When everything clicks in place, the game moves at a very steady but brisk pace. Hand of Fate 2 doesn’t linger, nor does it rush the player. Each card challenge can be solved through combination of decision-making, chance, and often a round of combat. At the end of the day, Hand of Fate 2 is a trading card game that strips out the need to nip down to the local supermarket for a booster pack. Nearly every round played will net you more cards for you to give yourself more of an advantage the next time you play. This is an easy to learn, difficult to master setup with a seemingly endless combinations of card layouts that changes with each quest you undertake. You’ll traverse a path from one side of the board to the other, with small off-shoots leading to new opportunities, such as climbing a mountain while trying to avoid damaging blizzards. Sometimes the board will be completely filled with cards as you traverse through a deadly forest, tasked with locating or chasing down a moving objective.

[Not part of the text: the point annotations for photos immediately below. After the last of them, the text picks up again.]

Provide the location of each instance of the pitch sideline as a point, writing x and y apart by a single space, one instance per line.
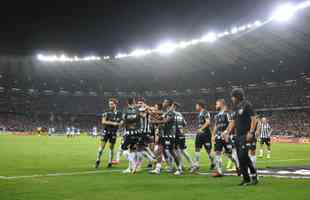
119 170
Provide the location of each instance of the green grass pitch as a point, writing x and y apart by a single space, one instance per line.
30 155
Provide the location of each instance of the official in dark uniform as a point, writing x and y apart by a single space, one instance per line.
244 124
110 122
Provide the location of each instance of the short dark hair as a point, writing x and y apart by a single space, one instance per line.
170 101
176 104
114 100
201 103
222 101
159 105
131 100
141 99
238 93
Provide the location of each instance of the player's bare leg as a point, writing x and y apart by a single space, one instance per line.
99 153
111 154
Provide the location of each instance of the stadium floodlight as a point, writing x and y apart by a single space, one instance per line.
303 5
184 44
210 37
234 30
166 48
257 23
121 55
220 35
139 52
195 41
242 28
284 12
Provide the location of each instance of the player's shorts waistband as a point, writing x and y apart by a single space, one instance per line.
132 132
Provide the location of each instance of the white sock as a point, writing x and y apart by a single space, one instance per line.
111 155
169 159
187 157
139 157
126 154
180 158
150 152
261 152
235 157
131 159
119 154
148 156
268 152
197 158
158 166
253 158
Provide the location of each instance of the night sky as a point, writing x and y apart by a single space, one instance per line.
106 27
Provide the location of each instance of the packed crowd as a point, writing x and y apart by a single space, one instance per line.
294 122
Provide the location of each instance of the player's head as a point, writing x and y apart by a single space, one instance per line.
237 95
220 104
176 105
113 103
200 105
140 102
131 101
167 103
158 106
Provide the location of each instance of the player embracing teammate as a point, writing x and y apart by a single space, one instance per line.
158 134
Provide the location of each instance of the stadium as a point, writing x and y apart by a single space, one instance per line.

Combat still retains the same feel as before, for better or worse. This is where Hand of Fate 2 becomes more about skill than simple chance, as even a hero with low level weapons and armor can be victorious, even in overwhelming odds. Attack, defense, dodge, and bash (stun) moves are laid out in their appropriate buttons or keys. Though the combat is still overly reliant on the Arkham/Shadow of Mordor style of combat, new weapon types like two-handed and dual wielding weapons add some strategy and flavor.
Chance plays a big part every time you land on a card, and leaving yourself at the mercy of luck can be exhilarating or frustrating. Hand of Fate 2 requires not only a level of combat competency, but also a willingness to take a risk. If that’s not what you’re interested in, then Hand of Fate 2, and maybe roguelike games in general, might not be for you.
The first Hand of Fate shined in the presentation department, and Hands of Fate 2 returns with the same level of fun and mystery. The extra layer of presentation even reflects on your hero, as you’ll now have customization options when creating your character. While the selections are paltry for the most part, it’s a nice addition to be able to choose your hero’s gender, skin color, hair style, and the color of their clothes. Once again, we’re reintroduced to the Dealer (reprised by the excellently sinister voice of Anthony Skordi) who is more than a little bitter at the loss he suffered when he last played. According to the Dealer, your story is spread out among the cards, which will reveal just what kind of hero you are. The caravan where you and the Dealer play is dark, intimate, and brooding, with the music perfectly lending itself to what’s happening on screen. The Dealer will comment, critique, and cajole you on every step of your quest.
The card game nature of Hand of Fate 2 means that each interaction with the Dealer will be a little different, making every playthrough somewhat unique. While it has yet to be released, Hand of Fate 2 does promise an “Endless Mode,” which is exactly what it sounds like, and will offer even more replayability. If you liked the previous Hand of Fate, then you’ll easily become acquainted with the sequel. Even if you’ve never played the previous game, Hand of Fate 2 is a good place to start.